I'm trying to do contour integration, but I need it over a specific subset of complex numbers $z$. Specifically, I need a contour that, for real numbers $a$, $b$, and $c$, it covers all and only $z \in \{ \Re(z) \in [c-a, c+a] \}$, but for all $z$ in the contour, $\Im(z) \in [-b,b] $. I also need it to be in polar form, that is, all points on $r(\theta)$, with $0 \le \theta \le 2\pi$, describe the boundary of the contour.

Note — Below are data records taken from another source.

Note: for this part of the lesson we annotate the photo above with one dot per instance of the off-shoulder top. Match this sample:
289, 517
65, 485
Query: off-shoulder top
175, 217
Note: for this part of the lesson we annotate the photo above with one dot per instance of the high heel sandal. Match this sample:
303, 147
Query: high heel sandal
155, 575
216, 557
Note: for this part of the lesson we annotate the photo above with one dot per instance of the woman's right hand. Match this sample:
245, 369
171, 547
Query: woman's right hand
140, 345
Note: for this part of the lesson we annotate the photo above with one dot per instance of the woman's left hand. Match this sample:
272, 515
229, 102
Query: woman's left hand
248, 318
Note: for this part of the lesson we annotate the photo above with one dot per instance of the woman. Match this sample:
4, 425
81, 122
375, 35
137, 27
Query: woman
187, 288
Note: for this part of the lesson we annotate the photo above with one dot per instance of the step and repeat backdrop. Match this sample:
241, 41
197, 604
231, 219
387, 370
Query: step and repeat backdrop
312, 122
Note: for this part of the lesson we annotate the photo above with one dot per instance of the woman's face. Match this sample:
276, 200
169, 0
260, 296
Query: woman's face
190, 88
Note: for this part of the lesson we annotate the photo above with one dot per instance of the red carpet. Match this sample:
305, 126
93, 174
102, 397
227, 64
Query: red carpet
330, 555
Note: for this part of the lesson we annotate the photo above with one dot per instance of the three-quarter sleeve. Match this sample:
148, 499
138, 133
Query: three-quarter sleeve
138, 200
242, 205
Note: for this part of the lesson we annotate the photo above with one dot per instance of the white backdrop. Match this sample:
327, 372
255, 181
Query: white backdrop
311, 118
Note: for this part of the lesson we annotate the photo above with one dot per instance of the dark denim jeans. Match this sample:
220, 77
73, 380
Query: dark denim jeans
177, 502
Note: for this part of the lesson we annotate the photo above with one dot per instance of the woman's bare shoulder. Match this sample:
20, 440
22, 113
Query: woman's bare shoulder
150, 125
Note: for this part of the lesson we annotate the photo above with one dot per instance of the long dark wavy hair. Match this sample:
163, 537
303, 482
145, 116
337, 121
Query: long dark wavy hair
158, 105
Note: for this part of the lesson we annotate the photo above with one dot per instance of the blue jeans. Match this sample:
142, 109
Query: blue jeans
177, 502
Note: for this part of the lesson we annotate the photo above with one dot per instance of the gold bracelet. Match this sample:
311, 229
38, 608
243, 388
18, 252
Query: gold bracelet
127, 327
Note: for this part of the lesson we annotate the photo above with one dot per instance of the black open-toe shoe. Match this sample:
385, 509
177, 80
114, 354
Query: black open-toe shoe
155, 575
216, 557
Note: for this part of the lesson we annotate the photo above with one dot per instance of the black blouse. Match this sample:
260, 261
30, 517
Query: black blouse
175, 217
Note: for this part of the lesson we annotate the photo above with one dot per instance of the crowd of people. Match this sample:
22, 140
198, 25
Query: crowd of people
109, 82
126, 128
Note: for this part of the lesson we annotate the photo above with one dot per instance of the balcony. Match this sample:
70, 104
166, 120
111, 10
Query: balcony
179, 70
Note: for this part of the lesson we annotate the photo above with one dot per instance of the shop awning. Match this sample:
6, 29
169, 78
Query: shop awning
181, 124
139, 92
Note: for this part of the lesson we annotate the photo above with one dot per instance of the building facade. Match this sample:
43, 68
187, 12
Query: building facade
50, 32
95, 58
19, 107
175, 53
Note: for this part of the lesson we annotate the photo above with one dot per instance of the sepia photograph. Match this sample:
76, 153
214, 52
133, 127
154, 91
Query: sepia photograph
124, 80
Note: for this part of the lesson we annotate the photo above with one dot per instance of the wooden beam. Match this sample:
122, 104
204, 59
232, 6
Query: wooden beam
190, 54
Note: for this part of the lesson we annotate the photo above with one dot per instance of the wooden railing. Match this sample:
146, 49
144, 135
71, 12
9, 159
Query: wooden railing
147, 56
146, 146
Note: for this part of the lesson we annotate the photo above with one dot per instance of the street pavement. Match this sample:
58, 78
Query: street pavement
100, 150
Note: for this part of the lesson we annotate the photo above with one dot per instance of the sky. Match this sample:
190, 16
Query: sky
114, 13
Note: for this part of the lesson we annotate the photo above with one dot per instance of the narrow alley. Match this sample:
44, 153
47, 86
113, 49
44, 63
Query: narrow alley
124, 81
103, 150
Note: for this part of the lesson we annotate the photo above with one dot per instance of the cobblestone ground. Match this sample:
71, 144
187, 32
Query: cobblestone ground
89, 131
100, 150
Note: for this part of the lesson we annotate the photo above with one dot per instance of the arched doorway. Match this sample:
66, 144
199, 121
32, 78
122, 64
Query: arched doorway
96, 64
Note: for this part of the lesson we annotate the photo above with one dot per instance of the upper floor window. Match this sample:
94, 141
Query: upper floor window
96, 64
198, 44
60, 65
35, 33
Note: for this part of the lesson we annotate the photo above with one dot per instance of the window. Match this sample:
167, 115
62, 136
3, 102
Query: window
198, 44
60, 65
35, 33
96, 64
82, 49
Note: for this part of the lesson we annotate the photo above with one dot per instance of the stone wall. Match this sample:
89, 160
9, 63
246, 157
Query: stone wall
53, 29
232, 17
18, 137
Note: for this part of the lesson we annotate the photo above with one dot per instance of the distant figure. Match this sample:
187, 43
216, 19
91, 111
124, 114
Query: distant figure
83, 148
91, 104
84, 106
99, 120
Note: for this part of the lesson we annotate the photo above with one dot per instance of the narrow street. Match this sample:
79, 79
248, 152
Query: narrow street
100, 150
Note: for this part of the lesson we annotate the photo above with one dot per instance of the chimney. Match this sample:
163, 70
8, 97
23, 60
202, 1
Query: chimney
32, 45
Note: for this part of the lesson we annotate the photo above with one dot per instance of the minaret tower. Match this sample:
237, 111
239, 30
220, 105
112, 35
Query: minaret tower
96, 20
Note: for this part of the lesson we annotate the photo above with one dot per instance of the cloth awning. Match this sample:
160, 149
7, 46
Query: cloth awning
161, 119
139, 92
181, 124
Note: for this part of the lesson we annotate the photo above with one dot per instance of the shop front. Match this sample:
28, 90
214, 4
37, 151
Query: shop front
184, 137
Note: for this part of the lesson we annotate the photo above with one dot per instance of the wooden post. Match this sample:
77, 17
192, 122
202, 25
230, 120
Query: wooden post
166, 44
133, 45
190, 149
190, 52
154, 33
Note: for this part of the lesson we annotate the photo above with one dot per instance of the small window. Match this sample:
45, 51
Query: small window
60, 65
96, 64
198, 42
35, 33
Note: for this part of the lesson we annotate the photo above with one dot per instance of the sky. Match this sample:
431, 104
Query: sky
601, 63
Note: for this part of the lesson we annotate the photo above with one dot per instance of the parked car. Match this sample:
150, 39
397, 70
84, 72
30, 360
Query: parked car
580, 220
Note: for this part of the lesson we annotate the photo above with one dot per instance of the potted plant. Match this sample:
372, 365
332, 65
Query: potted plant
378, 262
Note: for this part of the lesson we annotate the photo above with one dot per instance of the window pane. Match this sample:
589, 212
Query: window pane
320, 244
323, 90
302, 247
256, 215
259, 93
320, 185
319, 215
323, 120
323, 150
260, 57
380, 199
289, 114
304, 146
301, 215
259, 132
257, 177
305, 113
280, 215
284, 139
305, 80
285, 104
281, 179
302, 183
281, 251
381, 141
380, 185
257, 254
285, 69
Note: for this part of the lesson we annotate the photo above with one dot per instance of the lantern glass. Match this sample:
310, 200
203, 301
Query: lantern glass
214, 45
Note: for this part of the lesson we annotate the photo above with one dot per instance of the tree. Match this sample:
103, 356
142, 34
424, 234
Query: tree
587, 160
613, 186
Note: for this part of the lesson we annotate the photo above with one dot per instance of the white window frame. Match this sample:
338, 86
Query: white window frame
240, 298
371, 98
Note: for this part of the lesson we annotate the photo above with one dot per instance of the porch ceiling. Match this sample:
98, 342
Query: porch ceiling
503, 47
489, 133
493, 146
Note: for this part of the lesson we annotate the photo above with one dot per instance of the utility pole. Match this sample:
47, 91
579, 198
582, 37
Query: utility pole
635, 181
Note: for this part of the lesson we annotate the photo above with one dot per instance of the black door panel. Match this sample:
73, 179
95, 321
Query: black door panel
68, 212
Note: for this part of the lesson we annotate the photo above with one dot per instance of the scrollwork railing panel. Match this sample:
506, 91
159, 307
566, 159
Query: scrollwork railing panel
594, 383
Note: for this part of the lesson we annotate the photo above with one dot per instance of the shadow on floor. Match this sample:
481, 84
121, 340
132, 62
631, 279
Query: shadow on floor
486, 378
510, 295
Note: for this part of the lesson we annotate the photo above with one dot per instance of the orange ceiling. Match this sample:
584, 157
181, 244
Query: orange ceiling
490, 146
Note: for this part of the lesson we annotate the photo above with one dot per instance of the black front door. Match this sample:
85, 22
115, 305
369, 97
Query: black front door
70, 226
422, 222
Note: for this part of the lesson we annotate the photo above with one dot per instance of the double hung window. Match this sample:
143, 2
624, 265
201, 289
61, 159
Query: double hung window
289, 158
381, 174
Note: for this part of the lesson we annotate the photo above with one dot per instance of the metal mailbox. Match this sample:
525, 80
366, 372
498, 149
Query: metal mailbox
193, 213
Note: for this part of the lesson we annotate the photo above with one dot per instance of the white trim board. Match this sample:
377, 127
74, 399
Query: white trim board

I'm basically asking for an ellipse that has radius $a$ on the real line, radius $b$ on the imaginary line and the center at $c+0i$.
In Cartesian coordinates:
$$\frac{(x-c)^2}{a^2}+\frac{y^2}{b^2}=1$$
Substitute $(x,y)=r(\cos \theta,\sin \theta)$ and solve $r$,
$$r_{\pm}(\theta)= \frac{b^2 c\cos \theta \pm ab\sqrt{(a^2-c^2) \sin^2 \theta+b^2\cos^2 \theta}} {a^2\sin^2 \theta+b^2\cos^2 \theta}$$
A plot of $r$ vs $\theta$ when $(a,b,c)=(5,4,3)$ such that $a>c>0$
and the corresponding ellipse:
A plot of $r$ vs $\theta$ when $(a,b,c)=(3,4,5)$ such that $c>a>0$
and the corresponding ellipse:
Further points to be noticed:
Given $\theta \in [0, 2\pi]$, the contour with continuous $\theta$ should enclose the origin. In this case, the mapping $\theta \mapsto r$ is surjective.
Now $0\in [c-a,c+a]$,
$$a> |c| \ge 0$$
See also another post of mine.
In particular, $c$ is the linear eccentricity, that is
$$a=\frac{b}{\sqrt{1-e^2}}=\frac{c}{e}=\sqrt{b^2+c^2}$$
Then
$$r(\theta)=\frac{b^2}{a-c\cos \theta}$$